First, the fall of anarcho-syndicalism in the 20th century is a complicated story. While the international historian in me itches to put a larger theory out there, I really think it's a story that varies greatly from country to country, only some of which do I know anything about. In the US, I think it's a mix of repression (see WA Preston's Aliens and Dissenters--it's a great read, especially with the "new" afterword by Preston) and the lure of the CP, which has (a) the shining example of a successful revolution and (b) state sponsorship. My sense is that some mixture of these two elements explain the disappearance of anarcho-syndicalism over the course of the interwar period. There's a fair amount of new research coming out on the Communists' absorption of syndicalism that seems interesting, if still scattered.

As for the strength of anarchism at the fin-de-siecles, my rough sense of this is that anarchism appealed to those for whom "civil rights" claims made little sense (either due to the nature of their claims, or the nature of their relation to the State) and at a time of disruptions of massive immigration and economic changes. I don't want to stretch comparisons too far, so that's my very short answer that I could elaborate on later in an email, perhaps. My own work touches on this as a few Wobblies figure into my Moscow scene, but I would rather work out my ideas in a forum other than public blogging. We can add it to the list of things to talk about, huh?

As for Rudahl's bio and "the origins and limits of the present," I think the material is there in the book, though Rudahl's is a light touch. You won't find much editorializing, but the book was meant to have a large audience, so that makes sense. What I did find appealing was the ways in which Rudahl recreated Goldman's diverse influences and notions of a proper sphere of activism. And also the use of Voltairine as a contrasting radical, so one didn't get the sense that there wasn't a larger debate about the shape anarchism should take. Of course, having spent too much time reading about the M-L's, I kept waiting for a Congress to sort these issues out and decide on a line! It's so much nicer, actually, when that doesn't happen.
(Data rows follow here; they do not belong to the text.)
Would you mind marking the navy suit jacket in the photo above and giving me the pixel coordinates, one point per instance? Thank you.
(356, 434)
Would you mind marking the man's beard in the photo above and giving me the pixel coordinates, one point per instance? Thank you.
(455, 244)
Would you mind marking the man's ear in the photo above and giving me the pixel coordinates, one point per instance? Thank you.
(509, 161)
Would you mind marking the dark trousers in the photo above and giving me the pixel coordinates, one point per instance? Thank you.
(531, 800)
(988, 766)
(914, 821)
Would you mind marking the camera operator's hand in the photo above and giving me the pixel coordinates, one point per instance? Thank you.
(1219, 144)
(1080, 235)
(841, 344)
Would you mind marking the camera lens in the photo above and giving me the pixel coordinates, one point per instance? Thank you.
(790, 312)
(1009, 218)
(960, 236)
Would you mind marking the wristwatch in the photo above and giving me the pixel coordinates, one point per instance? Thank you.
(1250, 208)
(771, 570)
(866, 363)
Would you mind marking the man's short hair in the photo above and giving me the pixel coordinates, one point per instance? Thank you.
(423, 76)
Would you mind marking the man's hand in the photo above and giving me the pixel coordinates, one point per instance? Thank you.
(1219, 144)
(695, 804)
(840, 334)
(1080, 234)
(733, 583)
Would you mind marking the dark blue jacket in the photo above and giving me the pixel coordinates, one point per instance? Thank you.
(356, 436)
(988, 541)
I digress. A short answer to your second query: I think there's a fair amount of implicit material in Rudahl's work, but it takes some work to make it explain the origins and limits. But as an impetus for the critical thinker, there's certainly material there. I do think it is too bad that other reviewers didn't really take up these (to me) more interesting questions posed by the work.

OK, I have to run back to the archive!

Chrisius Maximus said...

Buster, did you ever find out the bacjground to the Wobbly symbol you thought you spied?

BusterPh.D.Candidate said...


Yeah, I saw the famous Wobbly cat again at the entryway to that bookstore Falanster off Tverskaya--it's the symbol for Avtonomnoe deistvie. I assume that they also used the famous "The IWW is Coming" graphic too. No big surprise there, huh?

I picked up a few back issues of their journal, Avtonom, to see how their politics lined up with the IWW, but it seems more akin to 1980s Rock Against Racism and early 1990s hardcore music scene stuff (down to an article on starting Food Not Bombs in Russian provincial towns). I thought about writing up some stuff on them as a manifestation of contemporary Russian anarchism... but really the journals aren't that interesting. And the few tantalizing tidbits aren't developed, though I may try to look into them on my own.

Assuming I have time--I really need to focus on this dissertation, which is thankfully finally gathering steam.

Again, maybe it's an idea for someone else. Until some generous patron liberates me from academia with a fat grant to pursue whatever topics I want. Anyone? Anyone?

Chrisius Maximus said...

You guys so much make me wish I'd finished my dissertation.

BusterPh.D.Candidate said...

By the way, I wanted to amend with two citations on early-20th-century syndicalism:

Vadim Damier, The Forgotten Internation [Zabytyi internatsional']


Benedict Anderson, Under Three Flags

The first suffers from that Russian avalanche of information style and the latter from the absence of an editorial hand, but they both have a lot of interesting information in them. It's too bad that Anderson's wasn't put together better, as I bet it could have really found an audience otherwise.